A large North American refinery wanted to enhance the corrosion protection of its steam reboilers and reduce its chemical costs. The refinery faced challenges with tough-to-treat steam condensate because it used high alkalinity boiler feedwater and condensate flash tank steam, which created a high demand for neutralising amine. Flooded and subcooled reboilers also contributed to a high demand of this chemistry. Upon partnering with Solenis, a new, blended, neutralising amine/film-forming polyamine chemistry was proposed to achieve consistent corrosion protection for the steam reboilers. This product rapidly adsorbs to metal surfaces, thereby creating a non-wettable barrier that inhibits corrosive liquid contact. Given its surface-active properties, the polyamine chemistry aligns itself at vapour-liquid interfaces, offering additional protection precisely where it is most needed.
The implementation of this new corrosion inhibitor programme provided excellent corrosion protection. Total iron levels, which are used to gauge corrosion activity, decreased by more than 30% during the initial application period (see Figure 3). The reduction in iron levels indicated an improvement in system integrity and in equipment/asset lifespan. The recommended chemical programme also exhibited resilience and adaptability in adverse operating conditions, such as low pH levels, which
ensures continuous system performance and reliability. As an added benefit, the total treatment cost was reduced by 30%.
Conclusion
Water treatment is an indispensable component of industrial operations, particularly in water-intensive industries such as refining and chemical processing. These case studies highlight how innovative solutions – ranging from advanced equipment offerings to novel chemistries – are transforming industrial processes. Not only do these technologies drive operational efficiency and reduce costs but they also promote sustainability by minimising water consumption and environmental impact. Consider how a plant could implement changes to reach new sustainability goals or maximise efficiency and profitability.

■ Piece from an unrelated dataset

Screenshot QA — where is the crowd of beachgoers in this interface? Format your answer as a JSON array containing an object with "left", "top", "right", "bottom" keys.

n How can refineries or chemical processing plants increase cycles of concentration?
n Could refineries or chemical processing plants incorporate advanced equipment and technologies to increase productivity?
n How can specialty chemical suppliers help reach sustainability goals?
As industries face mounting challenges from increasing demand and changing environmental regulations, partnerships with innovative solution providers become vital. By leveraging advanced water treatment technologies, water-intensive industries can enhance productivity, extend asset life, and align with global sustainability goals.